LE RIFORME NON BASTANO A BLOCCARE UNA CRISI CHE SEMBRA NON AVERE FINE
A 24 mesi dall’insediamento del Governo, si sono ripresentati i fantasmi della crisi ormai senza fine dal 2008.
L’impressione netta è che l’Italia, nonostante tutto, sia ancora debolissima ed esposta come sempre ai rischi dovuti alla propria situazione finanziaria, legati all’enorme debito pubblico.
La nuova impennata dello spread e la palmare insufficienza degli aiuti della Bce stanno, tuttavia, a dimostrare che sia alla Ue, sia ai mercati, non basta semplicemente parlare di “riforme”.
Per 24 mesi, il Governo ha insistito nell’affermazione che , una volta adottate le “riforme”, l’Italia si sarebbe rafforzata ed avrebbe ottenuto una nuova credibilità iternazionale (meglio sorvolare sull’idea dell’Italia “nuova locomotiva d’Europa”).
Il problema è che non basta “sfornare” riforme purchè siano. Per ottenere l’obiettivo di stabilizzare la situazione del Paese occorrono riforme capaci di ridurre il debito e la spesa pubblica e stabilizzare il sistema bancario. Esaminando le principali riforme prodotte in questi non si ha per nulla la sensazione che l’Italia abbia seguito queste linee, le uniche che i mercati e la Ue pretendano.

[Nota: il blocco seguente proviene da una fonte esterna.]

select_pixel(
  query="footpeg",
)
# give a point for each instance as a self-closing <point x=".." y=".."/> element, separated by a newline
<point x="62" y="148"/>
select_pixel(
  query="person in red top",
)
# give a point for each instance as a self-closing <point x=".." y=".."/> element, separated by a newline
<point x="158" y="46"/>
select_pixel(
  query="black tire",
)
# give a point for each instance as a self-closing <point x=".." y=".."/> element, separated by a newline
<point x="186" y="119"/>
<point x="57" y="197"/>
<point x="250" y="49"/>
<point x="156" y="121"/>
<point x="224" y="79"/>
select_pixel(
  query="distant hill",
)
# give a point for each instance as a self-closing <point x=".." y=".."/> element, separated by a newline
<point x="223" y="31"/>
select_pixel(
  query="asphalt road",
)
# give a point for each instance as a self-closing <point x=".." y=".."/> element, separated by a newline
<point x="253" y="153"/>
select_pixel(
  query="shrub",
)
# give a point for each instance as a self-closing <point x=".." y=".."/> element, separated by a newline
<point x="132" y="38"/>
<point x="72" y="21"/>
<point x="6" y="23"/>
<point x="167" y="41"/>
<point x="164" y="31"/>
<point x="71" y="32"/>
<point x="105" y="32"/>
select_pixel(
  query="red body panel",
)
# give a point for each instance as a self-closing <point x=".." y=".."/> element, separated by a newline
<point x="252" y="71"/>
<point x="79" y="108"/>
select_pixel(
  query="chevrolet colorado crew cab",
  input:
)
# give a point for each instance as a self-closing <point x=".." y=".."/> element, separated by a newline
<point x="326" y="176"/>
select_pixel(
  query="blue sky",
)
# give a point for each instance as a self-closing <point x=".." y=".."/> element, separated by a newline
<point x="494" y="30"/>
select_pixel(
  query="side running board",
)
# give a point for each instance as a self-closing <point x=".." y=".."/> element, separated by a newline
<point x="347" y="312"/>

La riforma della Costituzione, per altro non ancora vigente, non ha, come ovvio, alcuna utilità e rilevanza ai fini del risanamento economico. La riforma del mercato del lavoro non poteva rilanciare l’economia: rendere più semplici i licenziamenti non aiuta le imprese ad assumere, perchè per incrementare i posti di lavoro occorre un’economia sana, che non c’è ancora. La riforma delle province ha avuto il solo effetto di creare 1,2 miliardi di maggior debito per questi enti, indurli per la quasi totalità a violare il patto di stabilità, incidere negativamente sui servizi e scaricare sulle regioni circa 2 miliardi di spesa, per coprire un prelievo forzoso imposto dallo Stato alle province stesse; l’utilità della costituzione delle città metropolitane è assolutamente non pervenuta. La riforma delle garanzie sulle banche, disposta a novembre anticipando gli effetti del “bail in” ha portato ai disastri delle 4 banche da risanare. La riforma della pubblica amministrazione è ancora solo sulla carta. La riforma della scuola non ha prodotto nessun risultato utile, oltre a quello di aver verticalizzato e concentrato i poteri sui dirigenti scolastici.
Non c’è da stupirsi se i mercati tornino a considerare l’Italia nuovamente a rischio. Anche perchè, invece di attuare politiche di riduzione della spesa e contrazione del debito, in questi mesi abbiamo visto espandersi il deficit pubblico, per sostenere spese di utilità che non può più nemmeno considerarsi dubbia, visto che i fatti dimostrano la loro inesistente attitudine a spingere la ripresa: gli 80 euro o gli sgravi alle imprese che assumono: qualcosa che costa in un triennio oltre 30 miliardi.
In più, non è stata realizzata alcuna reale e significativa revisione della spesa. Nel contempo, l’incremento del deficit viene “coperto” da clausole di salvaguardia (incrementi di tasse a regime per circa 40 miliardi), rinviate per ora al 2017, ma che prima o poi presenteranno il conto.
In questo quadro, l’Italia ha ben poco da attendere che la Ue accetti di espandere la flessibilità sui conti e si espone fin troppo alle valutazioni impietose delle borse.